LETTER LXXIII.
To MOAL CHUND and SÛJÂN RÂE*; same Date. (23d June.)

YOUR letter, with the newspapers which accompanied it, has passed under our view, and the contents thereof are understood.

A bag, enclosing an address [from us] to the resplendent Presence,* together with a hundred and twenty-one gold Mohrs of a new coinage, [designed] in the way of Nuzr, as likewise a separate bag, to the address of Munzoor Ali Khân, and twenty-five of the same kind of gold Mohrs, as a token of [our] friendship [for the said Khân], are sent herewith. For the greater security, the gold Mohrs have been sewed up in the garments* of the messengers. You will, therefore, on their arrival, take the gold Mohrs from their garments, and, through the medium of Munzoor Ali Khân, present a hundred and twenty-one of them, with our Urz-dâsht [or humble address], to his Majesty, delivering the remaining twenty-five to the aforesaid Khân.

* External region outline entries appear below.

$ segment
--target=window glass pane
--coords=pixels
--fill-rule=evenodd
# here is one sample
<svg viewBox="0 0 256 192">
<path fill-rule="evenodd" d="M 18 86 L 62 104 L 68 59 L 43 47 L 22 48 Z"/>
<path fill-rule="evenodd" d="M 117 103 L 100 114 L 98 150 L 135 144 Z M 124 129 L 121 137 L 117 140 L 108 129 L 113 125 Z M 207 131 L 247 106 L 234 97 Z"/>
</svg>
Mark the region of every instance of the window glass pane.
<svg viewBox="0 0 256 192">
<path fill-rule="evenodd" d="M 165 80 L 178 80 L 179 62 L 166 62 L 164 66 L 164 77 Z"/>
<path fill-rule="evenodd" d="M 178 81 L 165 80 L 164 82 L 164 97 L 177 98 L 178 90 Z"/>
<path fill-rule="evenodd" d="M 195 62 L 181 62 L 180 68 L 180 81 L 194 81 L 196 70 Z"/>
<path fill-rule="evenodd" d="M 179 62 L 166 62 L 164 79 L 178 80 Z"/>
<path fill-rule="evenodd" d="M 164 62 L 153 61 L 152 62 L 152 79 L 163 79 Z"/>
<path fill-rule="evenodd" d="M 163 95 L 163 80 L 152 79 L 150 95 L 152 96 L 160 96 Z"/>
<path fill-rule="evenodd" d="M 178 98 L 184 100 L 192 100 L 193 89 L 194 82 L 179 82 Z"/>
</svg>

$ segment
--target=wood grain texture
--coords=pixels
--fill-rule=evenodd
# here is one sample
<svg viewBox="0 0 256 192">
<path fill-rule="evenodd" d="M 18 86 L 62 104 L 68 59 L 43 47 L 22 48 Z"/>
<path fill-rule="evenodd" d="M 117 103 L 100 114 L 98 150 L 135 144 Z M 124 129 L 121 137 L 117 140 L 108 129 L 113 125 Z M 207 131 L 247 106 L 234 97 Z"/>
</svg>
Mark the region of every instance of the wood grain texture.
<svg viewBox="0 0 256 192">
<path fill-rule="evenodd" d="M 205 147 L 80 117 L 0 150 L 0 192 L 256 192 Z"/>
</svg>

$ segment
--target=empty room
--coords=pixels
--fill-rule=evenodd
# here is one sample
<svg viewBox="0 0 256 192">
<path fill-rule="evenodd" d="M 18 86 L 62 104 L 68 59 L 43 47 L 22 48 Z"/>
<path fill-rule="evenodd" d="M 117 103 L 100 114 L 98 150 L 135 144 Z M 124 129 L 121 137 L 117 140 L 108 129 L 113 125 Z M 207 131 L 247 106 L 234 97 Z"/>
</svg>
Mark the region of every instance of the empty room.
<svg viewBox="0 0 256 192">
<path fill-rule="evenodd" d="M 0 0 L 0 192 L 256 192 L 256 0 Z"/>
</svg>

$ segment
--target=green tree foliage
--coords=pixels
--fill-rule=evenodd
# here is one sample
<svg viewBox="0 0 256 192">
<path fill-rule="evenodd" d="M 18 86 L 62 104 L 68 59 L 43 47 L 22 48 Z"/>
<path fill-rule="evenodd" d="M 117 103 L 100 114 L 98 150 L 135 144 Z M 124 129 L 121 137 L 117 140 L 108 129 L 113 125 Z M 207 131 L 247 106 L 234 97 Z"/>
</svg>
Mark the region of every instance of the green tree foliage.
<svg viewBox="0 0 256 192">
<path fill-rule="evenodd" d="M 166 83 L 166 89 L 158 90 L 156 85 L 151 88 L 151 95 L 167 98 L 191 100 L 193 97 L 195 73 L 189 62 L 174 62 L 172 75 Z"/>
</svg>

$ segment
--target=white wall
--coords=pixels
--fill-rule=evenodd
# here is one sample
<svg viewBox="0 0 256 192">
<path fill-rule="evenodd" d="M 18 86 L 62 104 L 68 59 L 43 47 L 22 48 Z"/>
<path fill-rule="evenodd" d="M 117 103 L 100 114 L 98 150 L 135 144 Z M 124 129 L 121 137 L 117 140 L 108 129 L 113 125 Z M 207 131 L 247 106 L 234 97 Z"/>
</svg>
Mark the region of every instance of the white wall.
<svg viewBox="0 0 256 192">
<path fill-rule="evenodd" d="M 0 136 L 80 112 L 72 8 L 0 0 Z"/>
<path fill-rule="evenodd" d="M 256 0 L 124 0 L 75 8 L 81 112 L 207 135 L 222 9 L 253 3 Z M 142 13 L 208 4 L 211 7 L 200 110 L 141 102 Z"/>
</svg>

A bill of exchange for one thousand rupees is sent herewith. Out of the amount [when realized] you are to take for yourselves sixteen months` arrears of wages, at thirty rupees per month, making four hun­dred and eighty rupees; and a twelvemonth`s wages, at the same rate, in advance, being three hundred and sixty rupees; or, together, eight hundred and forty rupees. Eighteen rupees, which are to be paid to the Hurkârehs [or messengers, on their arrival at Dehli] being added to this sum, there will remain one hundred and forty-two rupees, which you will apply to the payment of the [regular] wages of our Hurkârehs. Of the two pair now dispatched, one of them, named Tolârâm and Mhâdâjee, are to receive, the first ten, the other nine rupees per month. The second pair, named Kishnajee and Suntajee, are to receive each nine rupees per month. Both sets have received from us their wages, at the above rate, for three months; namely, from the beginning of Rujub to the end of Rumuzân 1199 (A.H.). While they continue with you, they are to be paid at the specified rate, commencing from the month of Shuvwâl. When they are dispatched, two months` wages are to be advanced to each pair.

You must [from time to time] faithfully and accurately communicate [to us] the intelligence of that quarter.

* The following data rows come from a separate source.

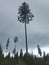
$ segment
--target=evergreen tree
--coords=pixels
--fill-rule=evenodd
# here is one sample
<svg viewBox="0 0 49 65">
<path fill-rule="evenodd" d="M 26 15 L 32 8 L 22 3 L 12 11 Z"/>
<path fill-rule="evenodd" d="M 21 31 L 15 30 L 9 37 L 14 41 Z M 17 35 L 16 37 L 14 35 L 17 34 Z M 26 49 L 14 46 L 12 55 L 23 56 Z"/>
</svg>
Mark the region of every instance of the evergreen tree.
<svg viewBox="0 0 49 65">
<path fill-rule="evenodd" d="M 22 6 L 19 7 L 18 12 L 18 21 L 25 23 L 25 41 L 26 41 L 26 54 L 28 54 L 28 44 L 27 44 L 27 29 L 26 24 L 29 24 L 29 21 L 32 20 L 33 14 L 30 12 L 29 5 L 26 2 L 22 3 Z"/>
<path fill-rule="evenodd" d="M 42 55 L 42 52 L 41 52 L 40 46 L 37 45 L 37 48 L 38 48 L 38 53 L 39 53 L 39 55 L 41 56 L 41 55 Z"/>
</svg>

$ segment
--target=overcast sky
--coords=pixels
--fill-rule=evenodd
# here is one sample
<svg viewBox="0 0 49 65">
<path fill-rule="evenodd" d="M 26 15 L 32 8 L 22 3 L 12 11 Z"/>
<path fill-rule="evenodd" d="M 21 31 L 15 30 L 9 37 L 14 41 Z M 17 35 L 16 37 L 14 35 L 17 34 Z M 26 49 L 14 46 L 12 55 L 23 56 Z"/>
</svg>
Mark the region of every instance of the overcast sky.
<svg viewBox="0 0 49 65">
<path fill-rule="evenodd" d="M 25 27 L 17 19 L 18 8 L 23 3 L 29 4 L 34 18 L 27 24 L 29 50 L 37 47 L 49 47 L 49 0 L 0 0 L 0 42 L 5 44 L 10 38 L 9 49 L 14 48 L 13 39 L 18 36 L 17 50 L 25 50 Z M 48 49 L 47 49 L 48 50 Z"/>
</svg>

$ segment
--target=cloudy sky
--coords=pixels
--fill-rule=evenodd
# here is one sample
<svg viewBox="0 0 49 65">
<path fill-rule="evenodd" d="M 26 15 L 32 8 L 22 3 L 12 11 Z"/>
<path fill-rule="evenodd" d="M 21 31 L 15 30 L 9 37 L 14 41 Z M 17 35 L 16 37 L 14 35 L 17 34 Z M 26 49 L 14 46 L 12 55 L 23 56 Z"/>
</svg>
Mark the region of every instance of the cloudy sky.
<svg viewBox="0 0 49 65">
<path fill-rule="evenodd" d="M 37 44 L 47 53 L 49 47 L 49 0 L 0 0 L 0 42 L 5 49 L 6 41 L 10 38 L 9 49 L 14 48 L 13 39 L 18 36 L 17 50 L 25 51 L 24 24 L 17 19 L 18 8 L 23 3 L 29 4 L 34 18 L 27 24 L 29 51 L 37 52 Z"/>
</svg>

You wrote, that you had dispatched to us, by a pair of hired Hur­kârehs, two baskets of Bai-dâneh pomegranates,* together with a letter from yourselves. The said Hurkârehs, with the letter and baskets, have not [hitherto] arrived.

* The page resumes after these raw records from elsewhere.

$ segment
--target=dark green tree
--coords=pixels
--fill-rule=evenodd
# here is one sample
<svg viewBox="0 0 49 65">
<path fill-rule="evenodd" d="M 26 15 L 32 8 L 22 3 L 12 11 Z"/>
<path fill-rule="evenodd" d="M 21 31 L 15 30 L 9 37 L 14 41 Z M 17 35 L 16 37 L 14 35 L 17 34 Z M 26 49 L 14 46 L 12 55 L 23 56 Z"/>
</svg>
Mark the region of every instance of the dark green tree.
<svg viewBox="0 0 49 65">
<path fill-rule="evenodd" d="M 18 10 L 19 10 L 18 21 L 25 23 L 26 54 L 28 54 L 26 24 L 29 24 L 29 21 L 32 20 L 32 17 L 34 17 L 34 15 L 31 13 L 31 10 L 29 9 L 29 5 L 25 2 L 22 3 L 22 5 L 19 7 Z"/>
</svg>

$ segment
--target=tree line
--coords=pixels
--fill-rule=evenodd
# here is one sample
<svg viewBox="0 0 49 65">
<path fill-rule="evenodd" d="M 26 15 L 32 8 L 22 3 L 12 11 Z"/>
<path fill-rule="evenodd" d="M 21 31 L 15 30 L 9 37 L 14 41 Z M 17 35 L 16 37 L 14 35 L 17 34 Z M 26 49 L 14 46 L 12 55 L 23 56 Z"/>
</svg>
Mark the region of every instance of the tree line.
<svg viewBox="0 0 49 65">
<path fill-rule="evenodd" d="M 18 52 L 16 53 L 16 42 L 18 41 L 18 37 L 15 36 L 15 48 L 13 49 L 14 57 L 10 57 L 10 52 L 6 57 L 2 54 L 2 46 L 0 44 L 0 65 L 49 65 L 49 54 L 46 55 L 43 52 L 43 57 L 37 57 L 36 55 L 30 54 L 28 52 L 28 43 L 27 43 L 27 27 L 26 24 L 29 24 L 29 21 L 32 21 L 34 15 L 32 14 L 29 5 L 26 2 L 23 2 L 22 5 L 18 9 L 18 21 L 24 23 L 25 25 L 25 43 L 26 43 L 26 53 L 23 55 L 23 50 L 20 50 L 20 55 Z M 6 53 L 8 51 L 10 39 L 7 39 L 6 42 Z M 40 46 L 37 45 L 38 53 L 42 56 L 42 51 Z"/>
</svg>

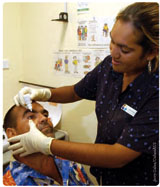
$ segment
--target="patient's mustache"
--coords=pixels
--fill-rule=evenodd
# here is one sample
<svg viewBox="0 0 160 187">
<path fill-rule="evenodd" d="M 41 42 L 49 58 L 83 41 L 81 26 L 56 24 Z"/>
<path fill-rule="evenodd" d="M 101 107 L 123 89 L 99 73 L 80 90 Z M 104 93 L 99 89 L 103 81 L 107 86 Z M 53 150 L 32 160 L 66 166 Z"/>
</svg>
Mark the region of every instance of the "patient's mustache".
<svg viewBox="0 0 160 187">
<path fill-rule="evenodd" d="M 50 127 L 52 129 L 52 127 L 50 126 L 50 124 L 48 122 L 42 122 L 42 123 L 38 123 L 37 128 L 41 131 L 43 128 L 45 127 Z"/>
</svg>

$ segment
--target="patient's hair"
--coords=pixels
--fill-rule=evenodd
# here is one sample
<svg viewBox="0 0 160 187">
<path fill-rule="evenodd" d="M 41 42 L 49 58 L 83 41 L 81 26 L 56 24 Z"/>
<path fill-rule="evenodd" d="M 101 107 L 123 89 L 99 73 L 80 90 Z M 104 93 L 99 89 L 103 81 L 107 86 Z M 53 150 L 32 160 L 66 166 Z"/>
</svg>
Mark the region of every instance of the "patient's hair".
<svg viewBox="0 0 160 187">
<path fill-rule="evenodd" d="M 13 105 L 8 112 L 6 113 L 3 121 L 3 128 L 6 131 L 7 128 L 16 128 L 16 115 L 14 114 L 13 110 L 16 105 Z"/>
</svg>

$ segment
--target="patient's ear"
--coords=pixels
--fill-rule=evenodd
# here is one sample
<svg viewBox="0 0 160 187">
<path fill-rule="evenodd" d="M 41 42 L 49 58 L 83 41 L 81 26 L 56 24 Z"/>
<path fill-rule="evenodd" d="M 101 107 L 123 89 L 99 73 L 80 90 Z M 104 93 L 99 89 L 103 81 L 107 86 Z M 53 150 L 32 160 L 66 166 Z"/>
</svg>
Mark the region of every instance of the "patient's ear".
<svg viewBox="0 0 160 187">
<path fill-rule="evenodd" d="M 8 138 L 11 138 L 13 136 L 16 136 L 17 132 L 16 132 L 16 130 L 14 128 L 7 128 L 6 134 L 7 134 Z"/>
</svg>

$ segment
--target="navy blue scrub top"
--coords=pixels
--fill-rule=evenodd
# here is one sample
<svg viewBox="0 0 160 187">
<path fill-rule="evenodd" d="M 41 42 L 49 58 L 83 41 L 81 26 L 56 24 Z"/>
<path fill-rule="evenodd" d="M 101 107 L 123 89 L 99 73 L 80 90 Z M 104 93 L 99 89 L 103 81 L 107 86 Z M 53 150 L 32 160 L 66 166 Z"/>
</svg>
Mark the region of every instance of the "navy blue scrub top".
<svg viewBox="0 0 160 187">
<path fill-rule="evenodd" d="M 159 71 L 148 68 L 122 92 L 123 74 L 106 57 L 74 89 L 81 98 L 96 101 L 98 130 L 95 143 L 119 143 L 142 154 L 122 168 L 91 167 L 103 185 L 157 185 L 159 180 Z M 137 111 L 135 116 L 121 108 Z"/>
</svg>

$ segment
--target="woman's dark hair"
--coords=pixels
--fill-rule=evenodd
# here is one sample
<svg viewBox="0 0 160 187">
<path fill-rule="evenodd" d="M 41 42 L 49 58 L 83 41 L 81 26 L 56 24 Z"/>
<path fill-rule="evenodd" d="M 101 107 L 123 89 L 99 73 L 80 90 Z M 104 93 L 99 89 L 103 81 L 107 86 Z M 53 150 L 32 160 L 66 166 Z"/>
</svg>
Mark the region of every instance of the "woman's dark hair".
<svg viewBox="0 0 160 187">
<path fill-rule="evenodd" d="M 117 20 L 131 22 L 142 37 L 138 44 L 143 47 L 143 53 L 157 51 L 152 60 L 155 71 L 159 66 L 159 5 L 154 2 L 137 2 L 119 12 Z"/>
</svg>

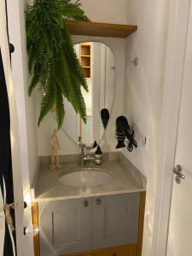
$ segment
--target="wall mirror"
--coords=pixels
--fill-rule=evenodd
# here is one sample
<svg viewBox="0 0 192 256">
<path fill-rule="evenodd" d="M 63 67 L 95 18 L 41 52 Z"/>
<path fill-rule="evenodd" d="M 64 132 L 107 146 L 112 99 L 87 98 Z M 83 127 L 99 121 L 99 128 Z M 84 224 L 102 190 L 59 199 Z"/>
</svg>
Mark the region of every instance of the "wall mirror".
<svg viewBox="0 0 192 256">
<path fill-rule="evenodd" d="M 80 43 L 75 44 L 75 49 L 89 87 L 88 93 L 82 90 L 86 104 L 87 123 L 84 124 L 71 103 L 64 99 L 65 121 L 62 129 L 77 143 L 79 136 L 84 143 L 99 143 L 107 128 L 113 102 L 114 56 L 102 43 Z"/>
</svg>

According to your desire, seventy-two rupees have been paid here to the last pair of hired Hurkârehs dispatched by you. Further particulars will be communicated to you by Râo Bâl Mukn Doss.

OBSERVATIONS.

These two agents would seem to have been natives of Hindostan, and personally unknown to the Sultan; by whom they were probably employed, on the recom­mendation of the Bâl Mukn Doss, mentioned in this and the preceding letter.*

This letter furnishes another instance of the minuteness to which the Sultan was accustomed to descend in all matters of disbursement. Another sovereign, in his situation, would have left such details to one of his secretaries, or to the proper officers of the department to which they naturally belonged. But either this was a degree of confidence, which it was foreign to the character of Tippoo to repose in any of his servants, or he was ambitious of appearing to be equally attentive to the most trivial, as well as to the most important affairs of his government: nor can it be denied, that a general impression, to this effect, would tend, in some degree, to secure the fidelity and diligence of those whom he employed.